Sama seperti Mantra, mereka juga tinggal berempat. Tiara, wanita dengan rambut sepanjang pundak dan wajah yang terlihat jutek, padahal orangnya ramah. Lalu ada Vitaya, wanita dengan kacamata dan rambut dikuncir ke belakang. Karimah, wanita manis dengan hijab yang menutupi auratnya. Dan Bunga, wanita dengan rambut sepanjang pinggang dengan senyum yang berseri-seri bagaikan bunga matahari.

Mereka juga memiliki keterampilah khusus dalam pekerjaan yang mereka tekuni, seperti halnya Tiara, seorang mahasiswa kedokteran hewan UGM. Namun, karena masih dalam studi, mereka membayar seorang dokter yang sudah memiliki izin praktek, sehingga Tiara menjadi seorang asisten dokter, sambil ia belajar untuk menangani beberapa kasus.
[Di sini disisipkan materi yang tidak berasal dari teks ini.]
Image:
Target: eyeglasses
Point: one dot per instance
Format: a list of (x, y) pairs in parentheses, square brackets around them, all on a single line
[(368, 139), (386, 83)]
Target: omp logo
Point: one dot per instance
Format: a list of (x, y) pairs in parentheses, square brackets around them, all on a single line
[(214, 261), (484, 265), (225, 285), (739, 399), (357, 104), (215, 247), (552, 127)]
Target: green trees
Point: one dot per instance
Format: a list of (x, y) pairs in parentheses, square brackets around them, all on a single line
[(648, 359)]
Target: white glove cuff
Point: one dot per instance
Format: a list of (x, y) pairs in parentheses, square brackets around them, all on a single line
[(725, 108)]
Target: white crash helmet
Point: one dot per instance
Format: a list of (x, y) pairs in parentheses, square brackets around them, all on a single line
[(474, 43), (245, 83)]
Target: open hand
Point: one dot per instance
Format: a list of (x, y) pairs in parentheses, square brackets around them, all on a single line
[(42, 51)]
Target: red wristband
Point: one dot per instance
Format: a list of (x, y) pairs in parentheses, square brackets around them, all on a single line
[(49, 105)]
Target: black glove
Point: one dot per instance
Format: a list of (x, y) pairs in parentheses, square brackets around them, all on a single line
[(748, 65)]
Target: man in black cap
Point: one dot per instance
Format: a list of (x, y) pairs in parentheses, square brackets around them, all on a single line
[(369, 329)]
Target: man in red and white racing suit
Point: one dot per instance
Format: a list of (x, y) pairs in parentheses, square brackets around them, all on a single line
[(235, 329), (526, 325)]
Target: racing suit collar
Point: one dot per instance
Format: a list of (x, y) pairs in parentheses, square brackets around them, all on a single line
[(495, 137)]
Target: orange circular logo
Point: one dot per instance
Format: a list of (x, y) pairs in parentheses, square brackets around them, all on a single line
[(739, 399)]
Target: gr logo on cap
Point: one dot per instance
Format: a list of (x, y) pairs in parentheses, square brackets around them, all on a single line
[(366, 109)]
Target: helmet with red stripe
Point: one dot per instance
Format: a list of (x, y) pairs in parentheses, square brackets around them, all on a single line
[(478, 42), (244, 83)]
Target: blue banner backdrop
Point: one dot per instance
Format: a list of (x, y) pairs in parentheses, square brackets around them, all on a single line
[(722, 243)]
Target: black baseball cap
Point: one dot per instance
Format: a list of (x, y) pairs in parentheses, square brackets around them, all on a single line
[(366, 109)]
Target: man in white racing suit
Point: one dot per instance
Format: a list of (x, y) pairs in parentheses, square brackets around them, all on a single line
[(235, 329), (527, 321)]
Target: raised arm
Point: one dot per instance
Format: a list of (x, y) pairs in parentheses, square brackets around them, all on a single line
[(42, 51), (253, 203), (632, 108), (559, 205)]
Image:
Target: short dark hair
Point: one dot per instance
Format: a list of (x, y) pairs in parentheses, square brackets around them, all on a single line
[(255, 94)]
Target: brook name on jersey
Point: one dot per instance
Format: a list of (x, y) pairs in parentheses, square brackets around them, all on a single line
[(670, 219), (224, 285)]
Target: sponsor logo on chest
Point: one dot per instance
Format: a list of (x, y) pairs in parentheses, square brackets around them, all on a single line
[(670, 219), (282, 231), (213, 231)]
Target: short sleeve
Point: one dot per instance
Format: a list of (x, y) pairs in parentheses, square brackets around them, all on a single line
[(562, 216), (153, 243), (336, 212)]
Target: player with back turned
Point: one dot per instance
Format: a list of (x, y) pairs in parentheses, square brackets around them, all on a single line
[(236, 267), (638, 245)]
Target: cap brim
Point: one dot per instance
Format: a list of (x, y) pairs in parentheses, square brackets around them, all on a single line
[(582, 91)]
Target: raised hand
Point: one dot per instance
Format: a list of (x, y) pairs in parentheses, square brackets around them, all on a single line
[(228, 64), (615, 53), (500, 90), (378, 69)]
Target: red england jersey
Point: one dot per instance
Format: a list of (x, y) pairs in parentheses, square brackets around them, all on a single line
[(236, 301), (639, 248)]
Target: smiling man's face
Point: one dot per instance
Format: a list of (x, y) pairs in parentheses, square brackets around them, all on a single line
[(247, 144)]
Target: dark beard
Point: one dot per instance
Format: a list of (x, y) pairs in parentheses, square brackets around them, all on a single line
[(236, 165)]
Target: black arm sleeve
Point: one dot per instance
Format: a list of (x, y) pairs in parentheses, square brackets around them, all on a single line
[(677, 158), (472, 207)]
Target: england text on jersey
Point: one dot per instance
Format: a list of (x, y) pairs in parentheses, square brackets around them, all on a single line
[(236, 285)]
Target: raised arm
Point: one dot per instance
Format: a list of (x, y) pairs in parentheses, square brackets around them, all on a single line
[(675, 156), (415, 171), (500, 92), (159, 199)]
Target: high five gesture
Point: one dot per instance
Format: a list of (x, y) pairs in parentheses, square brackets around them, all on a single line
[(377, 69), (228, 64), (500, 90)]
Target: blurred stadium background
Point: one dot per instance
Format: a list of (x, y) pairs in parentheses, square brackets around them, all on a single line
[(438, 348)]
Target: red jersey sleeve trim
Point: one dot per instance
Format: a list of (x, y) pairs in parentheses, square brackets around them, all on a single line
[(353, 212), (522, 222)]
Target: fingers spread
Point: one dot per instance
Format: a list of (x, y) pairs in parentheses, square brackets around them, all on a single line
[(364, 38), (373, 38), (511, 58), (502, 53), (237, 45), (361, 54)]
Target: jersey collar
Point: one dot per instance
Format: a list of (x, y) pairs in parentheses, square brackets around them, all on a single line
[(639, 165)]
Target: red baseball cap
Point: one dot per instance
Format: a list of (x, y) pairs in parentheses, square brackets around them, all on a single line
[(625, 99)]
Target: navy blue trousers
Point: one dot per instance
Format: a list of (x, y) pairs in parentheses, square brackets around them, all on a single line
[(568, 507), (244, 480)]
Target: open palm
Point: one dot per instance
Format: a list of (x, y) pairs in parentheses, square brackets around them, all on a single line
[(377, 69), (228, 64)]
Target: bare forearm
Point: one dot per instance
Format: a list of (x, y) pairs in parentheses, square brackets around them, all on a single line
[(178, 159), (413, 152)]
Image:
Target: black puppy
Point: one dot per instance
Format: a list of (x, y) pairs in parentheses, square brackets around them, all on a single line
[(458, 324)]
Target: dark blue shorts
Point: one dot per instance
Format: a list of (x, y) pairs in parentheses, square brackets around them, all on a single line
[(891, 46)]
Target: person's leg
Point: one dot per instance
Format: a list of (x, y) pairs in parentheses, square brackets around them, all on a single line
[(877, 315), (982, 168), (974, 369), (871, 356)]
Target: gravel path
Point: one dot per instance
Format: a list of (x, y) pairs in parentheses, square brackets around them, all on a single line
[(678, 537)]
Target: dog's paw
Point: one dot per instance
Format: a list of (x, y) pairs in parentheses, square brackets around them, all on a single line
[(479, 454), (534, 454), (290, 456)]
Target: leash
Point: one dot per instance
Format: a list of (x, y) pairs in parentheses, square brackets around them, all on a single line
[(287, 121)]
Sementara yang lain adalah seorang groomer, dan operator yang memiliki pengetahuan tentang hewan.

Yang unik adalah gadis bernama Vitaya. Dirga, Tama dan Andis merasakan sesuatu yang mistis dari gadis itu, entah apa itu. Yang jelas ada hal yang janggal, jika bicara tentang sosok Vitaya. Begitu 'pun dengan Vitaya, ia merasakan sesuatu hal berbau supranatural pada Dirga, Andis dan Tama.